L’adjonction de l’innovation à son ministère annonce également la couleur : la politique de « partenariat » avec les entreprises privées va encore se développer, notamment par la politique budgétaire qui finance la recherche privée par le Crédit Impôt Recherche (plus de 5 milliards offerts aux grandes entreprises chaque année), baisse les crédits récurrents de la recherche publique et oblige les établissements publics de recherche à chercher des financements privés.

Avec son homologue de L’Éducation nationale, ancien directeur de l’Essec, la nouvelle ministre sera-t-elle chargée d’honorer les promesses du candidat Macron à l’enseignement supérieur privé ? Il s’agit ni plus ni moins que de mettre en concurrence l’Université avec les établissements d’enseignement supérieur privé, eux aussi « porteurs » des missions de service public, de contractualiser avec eux afin de leur permettre de délivrer des diplômes et de leur laisser une large initiative dans l’ouverture de nouvelles filières. La logique de marchandisation de l’enseignement supérieur est clairement à l’œuvre.
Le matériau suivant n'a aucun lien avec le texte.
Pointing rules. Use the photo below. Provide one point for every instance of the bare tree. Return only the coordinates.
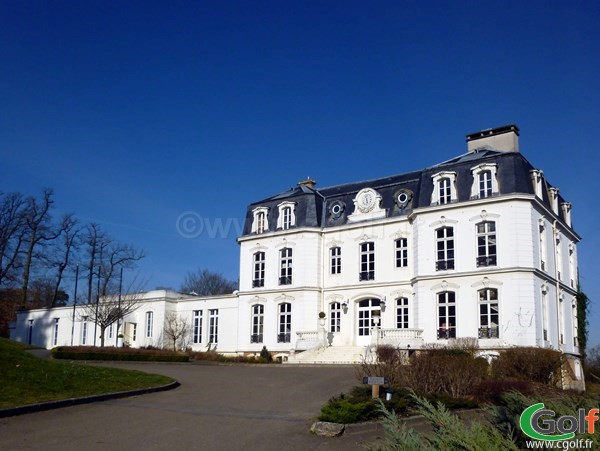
(116, 256)
(176, 330)
(111, 309)
(39, 230)
(69, 231)
(12, 234)
(206, 283)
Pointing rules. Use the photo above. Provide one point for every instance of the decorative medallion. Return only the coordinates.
(403, 197)
(336, 208)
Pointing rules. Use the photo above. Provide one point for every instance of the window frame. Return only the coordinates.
(257, 323)
(366, 261)
(446, 322)
(284, 319)
(335, 260)
(197, 317)
(445, 247)
(487, 244)
(401, 252)
(285, 266)
(402, 313)
(213, 326)
(149, 323)
(335, 317)
(489, 320)
(258, 269)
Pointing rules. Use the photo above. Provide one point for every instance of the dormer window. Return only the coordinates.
(261, 221)
(287, 215)
(444, 188)
(485, 181)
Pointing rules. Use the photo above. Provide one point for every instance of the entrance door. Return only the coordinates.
(365, 321)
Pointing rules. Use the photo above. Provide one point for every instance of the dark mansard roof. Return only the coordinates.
(313, 206)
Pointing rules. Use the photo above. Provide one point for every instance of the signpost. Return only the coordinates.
(375, 382)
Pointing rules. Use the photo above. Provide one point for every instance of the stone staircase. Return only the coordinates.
(334, 355)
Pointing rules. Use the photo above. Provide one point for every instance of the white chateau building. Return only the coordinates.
(477, 246)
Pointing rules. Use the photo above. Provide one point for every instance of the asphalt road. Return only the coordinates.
(235, 407)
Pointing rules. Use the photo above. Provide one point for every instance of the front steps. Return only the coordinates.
(334, 355)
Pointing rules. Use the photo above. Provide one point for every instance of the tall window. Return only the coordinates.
(402, 313)
(446, 314)
(258, 318)
(287, 218)
(285, 323)
(258, 277)
(486, 243)
(149, 321)
(335, 316)
(335, 256)
(575, 325)
(213, 326)
(401, 253)
(260, 222)
(367, 261)
(542, 228)
(488, 313)
(445, 192)
(285, 267)
(55, 333)
(197, 326)
(445, 248)
(84, 331)
(485, 184)
(545, 313)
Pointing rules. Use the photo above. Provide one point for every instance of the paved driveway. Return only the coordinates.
(216, 408)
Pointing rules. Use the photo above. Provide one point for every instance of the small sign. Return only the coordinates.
(374, 380)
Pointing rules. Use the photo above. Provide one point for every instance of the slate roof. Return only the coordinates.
(313, 205)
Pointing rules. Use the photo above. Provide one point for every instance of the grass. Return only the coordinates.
(27, 379)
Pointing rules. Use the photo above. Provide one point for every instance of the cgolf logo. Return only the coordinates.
(539, 423)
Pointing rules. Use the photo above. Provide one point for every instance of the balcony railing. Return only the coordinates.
(285, 280)
(366, 275)
(489, 332)
(442, 265)
(446, 333)
(490, 260)
(284, 338)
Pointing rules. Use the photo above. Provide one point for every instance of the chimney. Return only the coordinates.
(505, 139)
(310, 183)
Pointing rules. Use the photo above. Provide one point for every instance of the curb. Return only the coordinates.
(31, 408)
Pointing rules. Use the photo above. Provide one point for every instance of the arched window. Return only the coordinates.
(486, 243)
(258, 274)
(402, 313)
(285, 323)
(444, 248)
(488, 313)
(446, 303)
(285, 267)
(258, 318)
(335, 316)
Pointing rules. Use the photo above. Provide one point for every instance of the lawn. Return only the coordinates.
(27, 379)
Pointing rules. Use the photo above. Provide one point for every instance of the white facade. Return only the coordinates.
(480, 246)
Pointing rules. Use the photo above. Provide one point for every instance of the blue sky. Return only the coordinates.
(136, 112)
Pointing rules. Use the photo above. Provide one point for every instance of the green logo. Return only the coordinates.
(533, 427)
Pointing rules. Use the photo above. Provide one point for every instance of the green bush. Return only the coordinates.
(343, 411)
(532, 364)
(119, 354)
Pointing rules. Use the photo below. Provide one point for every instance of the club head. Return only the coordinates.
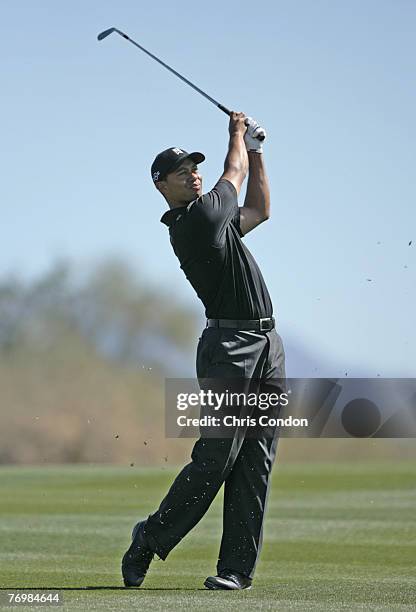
(106, 33)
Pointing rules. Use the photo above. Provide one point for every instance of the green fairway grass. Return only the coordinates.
(336, 537)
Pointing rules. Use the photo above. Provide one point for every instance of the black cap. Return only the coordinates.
(170, 159)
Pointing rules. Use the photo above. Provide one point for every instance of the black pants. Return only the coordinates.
(242, 463)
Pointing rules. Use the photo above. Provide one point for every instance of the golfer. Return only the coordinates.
(239, 342)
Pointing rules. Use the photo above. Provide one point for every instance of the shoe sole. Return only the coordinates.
(139, 582)
(214, 586)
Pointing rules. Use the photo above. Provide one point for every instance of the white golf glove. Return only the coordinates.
(254, 130)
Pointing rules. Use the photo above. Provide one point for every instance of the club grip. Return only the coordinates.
(228, 112)
(224, 109)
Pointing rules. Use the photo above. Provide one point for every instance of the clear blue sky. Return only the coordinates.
(333, 82)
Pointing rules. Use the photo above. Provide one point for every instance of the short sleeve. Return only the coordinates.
(214, 211)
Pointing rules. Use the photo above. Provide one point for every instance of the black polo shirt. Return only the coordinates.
(206, 238)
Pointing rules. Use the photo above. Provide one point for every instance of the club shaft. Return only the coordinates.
(185, 80)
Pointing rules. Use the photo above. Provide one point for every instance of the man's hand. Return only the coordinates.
(237, 124)
(251, 138)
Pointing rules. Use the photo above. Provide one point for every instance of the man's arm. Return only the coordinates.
(256, 207)
(236, 161)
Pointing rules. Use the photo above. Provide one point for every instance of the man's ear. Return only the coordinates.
(162, 187)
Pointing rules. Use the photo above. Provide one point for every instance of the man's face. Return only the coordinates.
(183, 184)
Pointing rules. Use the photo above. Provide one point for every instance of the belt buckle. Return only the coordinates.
(265, 324)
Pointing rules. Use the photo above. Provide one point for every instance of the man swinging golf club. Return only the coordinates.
(240, 342)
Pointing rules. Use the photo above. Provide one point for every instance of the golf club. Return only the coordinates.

La nomination de Françoise Nyssen, directrice de l’édition Actes Sud, répondra-t-elle aux attentes des personnels de la Culture, tant délaissés par les précédents gouvernements et par la campagne présidentielle ? Cela reste à voir, car les conditions de travail d’une partie des correcteur.trices de la maison d’édition n’ont rien d’enviable avec le développement de l’auto-entreprenariat obligatoire, le paiement à la tâche, bref un autre pan de l’ubérisation, dans le non-respect de la convention collective nationale de l’édition.

La FERC CGT continuera à porter les revendications des personnels pour la préservation des emplois et des statuts, la titularisation des précaires, les conditions de travail de toutes et tous, seuls garants d’une éducation, d’un enseignement supérieur, d’une recherche et d’une formation émancipatrice et accessible à toutes et tous partout sur le territoire. Elle entend organiser dans l’unité les mobilisations pour faire barrage aux attaques programmées contre les salarié.e.s.